En el museo Cau Ferrat, me detengo ante el famoso cuadro La morfinómana (1894), un expresivo documento que explica las secuelas de cualquier adicción y el patético esfuerzo por vencer el dolor. Al salir, me tropiezo con falsos piratas de mar y con eternos artistas, despistados, felices o reconvertidos en pequeños comerciantes. Algunos arrastran leyendas de riquezas lejanas, testimonios que circulan en voz baja y según las cuales abandonaron el paraíso del éxito o una estabilidad convencional para probar la paz sitgetana o que salieron a por tabaco para no volver. Y entonces recuerdo aquella anécdota de Rusiñol, que no sé si contaba su biógrafa Vinyet Panyella o el biógrafo de Francesc Pujols (Francesc Pujols per ell mateix, de Artur Bladé Desumvila). Rusiñol se casa con doña Lluïsa. Después de unos primeros tiempos de felicidad, retoma sus tendencias noctámbulas. Doña Lluïsa le amenaza y, harta de tanto abuso, cambia la cerradura de la puerta.
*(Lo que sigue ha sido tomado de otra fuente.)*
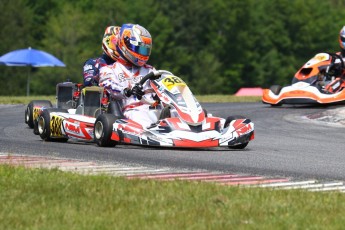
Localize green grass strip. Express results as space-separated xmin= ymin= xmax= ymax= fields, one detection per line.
xmin=0 ymin=166 xmax=345 ymax=230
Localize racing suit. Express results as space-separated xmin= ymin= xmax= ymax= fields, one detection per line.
xmin=83 ymin=53 xmax=115 ymax=86
xmin=99 ymin=58 xmax=158 ymax=127
xmin=324 ymin=51 xmax=345 ymax=93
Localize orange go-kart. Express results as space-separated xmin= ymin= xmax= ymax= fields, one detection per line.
xmin=262 ymin=53 xmax=345 ymax=106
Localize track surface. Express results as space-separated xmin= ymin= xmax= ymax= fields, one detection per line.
xmin=0 ymin=103 xmax=345 ymax=180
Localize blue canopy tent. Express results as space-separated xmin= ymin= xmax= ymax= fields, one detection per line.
xmin=0 ymin=47 xmax=66 ymax=96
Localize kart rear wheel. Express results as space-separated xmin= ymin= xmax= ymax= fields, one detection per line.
xmin=25 ymin=100 xmax=53 ymax=129
xmin=93 ymin=113 xmax=118 ymax=147
xmin=34 ymin=108 xmax=68 ymax=142
xmin=224 ymin=115 xmax=249 ymax=149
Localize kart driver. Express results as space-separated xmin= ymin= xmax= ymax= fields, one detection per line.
xmin=324 ymin=26 xmax=345 ymax=93
xmin=83 ymin=26 xmax=120 ymax=86
xmin=99 ymin=24 xmax=158 ymax=127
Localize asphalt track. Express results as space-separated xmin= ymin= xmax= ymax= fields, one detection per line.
xmin=0 ymin=103 xmax=345 ymax=180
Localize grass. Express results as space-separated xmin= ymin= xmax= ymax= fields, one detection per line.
xmin=0 ymin=165 xmax=345 ymax=230
xmin=0 ymin=95 xmax=261 ymax=104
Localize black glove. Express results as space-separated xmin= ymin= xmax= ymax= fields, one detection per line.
xmin=124 ymin=85 xmax=145 ymax=100
xmin=327 ymin=63 xmax=342 ymax=77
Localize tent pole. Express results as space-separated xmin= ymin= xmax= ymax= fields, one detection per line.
xmin=26 ymin=67 xmax=31 ymax=97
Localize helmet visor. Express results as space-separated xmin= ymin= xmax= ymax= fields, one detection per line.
xmin=125 ymin=39 xmax=151 ymax=56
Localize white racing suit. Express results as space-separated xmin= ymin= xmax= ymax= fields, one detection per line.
xmin=99 ymin=61 xmax=158 ymax=127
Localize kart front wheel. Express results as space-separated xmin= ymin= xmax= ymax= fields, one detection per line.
xmin=93 ymin=113 xmax=117 ymax=147
xmin=25 ymin=100 xmax=53 ymax=129
xmin=224 ymin=115 xmax=249 ymax=149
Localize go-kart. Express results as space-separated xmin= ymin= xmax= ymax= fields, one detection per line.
xmin=92 ymin=70 xmax=254 ymax=149
xmin=262 ymin=53 xmax=345 ymax=106
xmin=34 ymin=86 xmax=122 ymax=142
xmin=25 ymin=81 xmax=82 ymax=129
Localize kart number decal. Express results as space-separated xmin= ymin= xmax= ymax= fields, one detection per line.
xmin=163 ymin=76 xmax=186 ymax=90
xmin=33 ymin=108 xmax=41 ymax=120
xmin=50 ymin=115 xmax=63 ymax=137
xmin=313 ymin=53 xmax=329 ymax=62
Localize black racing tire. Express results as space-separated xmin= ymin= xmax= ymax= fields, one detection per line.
xmin=34 ymin=108 xmax=68 ymax=142
xmin=24 ymin=100 xmax=53 ymax=129
xmin=270 ymin=85 xmax=283 ymax=95
xmin=93 ymin=113 xmax=118 ymax=147
xmin=224 ymin=115 xmax=249 ymax=149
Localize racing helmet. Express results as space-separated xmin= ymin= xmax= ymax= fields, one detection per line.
xmin=339 ymin=26 xmax=345 ymax=50
xmin=102 ymin=26 xmax=120 ymax=61
xmin=117 ymin=24 xmax=152 ymax=66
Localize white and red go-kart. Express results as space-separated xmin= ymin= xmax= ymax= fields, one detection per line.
xmin=94 ymin=70 xmax=254 ymax=149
Rusiñol llega a casa, no puede entrar y, sin inmutarse, se marcha a dar una vuelta. Según contaba, el paseo le llevó a la estación. Allí se le ocurrió que lo mejor que se podía hacer en una estación era subirse a un tren, en este caso con destino París. Estuvo allí varios años sin regresar y cuando le preguntaban por aquella decisión, respondía: "Creo que hice bien porque del matrimonio sólo son buenos los primeros y los últimos años, pero los demás -los 30 o los 40 del medio- no se pueden aguantar".